This is a common misconception (among programmers). There's zero experimental evidence for the effect you mention, and zero theoretical derivation. Circumstances under which wave function collapses is the greatest mystery of QM.

2 comments

> Circumstances under which wave function collapses is the greatest mystery of QM.

I agree with that.

Anyway, if you have an optical system, you can assume that coherence is present while the light hits mirrors, lens and similar optical equipment. (If the difference in the optical paths are smaller than the coherence length of your laser or light source.) But as soon as the light hits a white screen or a brick wall, all the further calculations must use only the intensity of the light at each spot in the screen, forgetting about the phase angle. And all the spots are not coherent.

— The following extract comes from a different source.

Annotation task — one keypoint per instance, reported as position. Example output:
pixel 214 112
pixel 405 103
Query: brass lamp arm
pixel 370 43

It's not clear what cause the wave function collapse, but if you are using photons in the visible spectrum probably a mirror will not collapse it, and a brick wall will collapse it. [Or your preferred rewrite with the multiple word interpretation, or the abstract Hilbert space calculations.) I'm guessing decoherence is the correct explanation, there is a nice comment in a reply.

For other particles, the abstract calculation is equivalent, but it's necessary to choose another system to do the experiments.

That is not an answer to his objection.

If you follow the equations of the wave packet of the particle arriving to the wall (or CCD) detector, you then need to solve the equation of the interaction of the particle + all the particles in the wall or the CCD. The challenge of the collapse is that simulating anything beyond a few dozen quantum particles is too demanding. Mathematical models that simulate millions of particles need to make assumptions (typically they are too hot, too cold, too strongly bound, so you can ignore most effects - think 1D Ising model, Bose-Einstein Condensates, Photon gases, etc). But the full description of a particle + all particles in a detector still escapes us.

Therefore the transition between: superposition of paths -> particle lands at specific points has never been truly explored. The best description currently involves decoherence. Many theorems have been proven (and experiments done) in that area. The gist is that as you add particles to a system (2, 3, 4, 5, 10, ...) the superposition effects slowly cancel each other out. Another angle is the monogamy of entanglement (the more particles are entangled, the weaker the entanglement between any 2 particles). The idea of decoherence is that as things get larger, the weird effects of quantum physics become more "dilute". However, going from double slit to macroscopic reading still has many assumptions along the way.

Take the above explanation with a grain of salt (as I have tried to make it accessible).

Can we get some arguments with that link, please? Just posting a link does not contribute to the discussion.